Scrape API `/scrape`

Low-level endpoint that reuses the same browser + proxy infra as the agent, but returns raw page text and accessibility trees. No planner, no tools—just data for your own models and pipelines.

Try Playground Get API Key

Infra-Only Credits

No model/tool credits—just browser + proxy costs for maximum efficiency.

Raw Page Data

Get extracted text, accessibility trees, and element link records.

Composable Output

Feed results directly into your own LLM/RAG pipelines.

Scrape API Playground

POST/scrape

Low-level endpoint for raw page text + accessibility tree.

API Key

Get from rtrvr.ai/cloud

URLs (one per line)

curl -X POST https://api.rtrvr.ai/scrape \
  -H "Authorization: Bearer YOUR_API_KEY" \
  -H "Content-Type: application/json" \
  -d '{
  "urls": [
    "https://news.ycombinator.com/"
  ],
  "response": {
    "inlineOutputMaxBytes": 1048576
  }
}'

Base URLhttps://api.rtrvr.ai

Use /scrape for raw page data and /agent for full agent runs.

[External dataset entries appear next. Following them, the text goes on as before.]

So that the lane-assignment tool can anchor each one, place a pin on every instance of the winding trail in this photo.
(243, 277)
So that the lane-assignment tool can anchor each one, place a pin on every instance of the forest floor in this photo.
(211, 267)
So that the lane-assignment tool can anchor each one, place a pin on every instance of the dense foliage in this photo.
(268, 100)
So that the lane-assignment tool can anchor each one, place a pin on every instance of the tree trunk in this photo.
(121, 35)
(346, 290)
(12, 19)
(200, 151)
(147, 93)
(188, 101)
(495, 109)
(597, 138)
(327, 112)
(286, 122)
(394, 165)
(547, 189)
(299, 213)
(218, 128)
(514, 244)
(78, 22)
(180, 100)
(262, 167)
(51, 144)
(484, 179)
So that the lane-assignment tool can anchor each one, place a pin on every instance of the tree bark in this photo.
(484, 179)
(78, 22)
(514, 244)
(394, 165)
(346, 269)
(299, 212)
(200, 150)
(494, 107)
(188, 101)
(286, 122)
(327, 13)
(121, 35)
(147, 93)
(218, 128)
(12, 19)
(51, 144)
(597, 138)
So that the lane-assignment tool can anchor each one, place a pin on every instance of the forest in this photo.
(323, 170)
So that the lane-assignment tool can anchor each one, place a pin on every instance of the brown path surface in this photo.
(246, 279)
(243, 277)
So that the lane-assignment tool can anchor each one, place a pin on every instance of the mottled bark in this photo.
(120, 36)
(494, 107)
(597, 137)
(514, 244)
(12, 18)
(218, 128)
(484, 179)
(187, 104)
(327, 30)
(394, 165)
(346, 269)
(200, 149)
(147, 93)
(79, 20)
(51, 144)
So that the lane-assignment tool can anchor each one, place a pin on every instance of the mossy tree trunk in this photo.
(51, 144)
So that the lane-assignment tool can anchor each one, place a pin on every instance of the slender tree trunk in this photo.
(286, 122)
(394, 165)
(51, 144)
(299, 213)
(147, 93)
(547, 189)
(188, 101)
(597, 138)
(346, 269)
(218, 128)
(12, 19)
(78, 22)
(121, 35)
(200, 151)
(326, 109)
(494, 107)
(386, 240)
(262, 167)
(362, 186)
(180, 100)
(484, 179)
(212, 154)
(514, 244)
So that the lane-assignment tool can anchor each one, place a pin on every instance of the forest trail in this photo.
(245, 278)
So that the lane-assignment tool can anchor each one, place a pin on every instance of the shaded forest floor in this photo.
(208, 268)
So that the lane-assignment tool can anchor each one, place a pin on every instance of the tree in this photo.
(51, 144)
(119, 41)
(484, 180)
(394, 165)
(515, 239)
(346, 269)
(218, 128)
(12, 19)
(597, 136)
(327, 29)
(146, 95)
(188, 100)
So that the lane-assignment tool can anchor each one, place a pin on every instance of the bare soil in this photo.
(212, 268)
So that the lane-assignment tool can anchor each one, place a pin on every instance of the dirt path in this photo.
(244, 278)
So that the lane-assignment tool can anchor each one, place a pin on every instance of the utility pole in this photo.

Use your API key in the Authorization header:

Header

Authorization: Bearer rtrvr_your_api_key

Security: Keep your key server-side (backend or serverless). Don't ship it to the browser.

POSThttps://api.rtrvr.ai/scrape

Agent vs Scrape

Use /agent when you want the full planner + tools engine, and /scrape when you just need raw page text + structure for your own models.

See comparison

Open one or more URLs in our browser cluster and get back extracted text, the accessibility tree, and link metadata. The endpoint is designed to be:

Cheap – infra-only credits (browser + proxy), no model usage.
Predictable – stable schema for tab content + usage metrics.
Composable – plug the result into your own LLM/RAG pipeline.

Minimal scrape – single URL

curl -X POST https://api.rtrvr.ai/scrape \
  -H "Authorization: Bearer YOUR_API_KEY" \
  -H "Content-Type: application/json" \
  -d '{
    "urls": ["https://example.com/blog/ai-trends-2025"]
  }'

Each scrape uses a unified UserSettings profile stored in the cloud.

Relevant UserSettings fields (conceptual)

interface UserSettings {
  extractionConfig: {
    maxParallelTabs?: number;
    pageLoadDelay?: number;
    makeNewTabsActive?: boolean;
    writeRowProcessingTime?: boolean;
    disableAutoScroll?: boolean;
    /**
     * When true, only text content is returned from scrapes.
     * The accessibility tree + elementLinkRecord are omitted.
     */
    onlyTextContent?: boolean;
  };

  // Proxy Configuration
  proxyConfig: {
    mode: 'none' | 'custom' | 'default' | 'device';
    customProxies: ProxySettings[];
    selectedProxyId?: string;
    selectedDeviceId?: string;
  };
}

Two ways to control behavior:

1. Cloud profile: configure defaults in Cloud → Settings.
2. Per-request overrides: send settings in your request body.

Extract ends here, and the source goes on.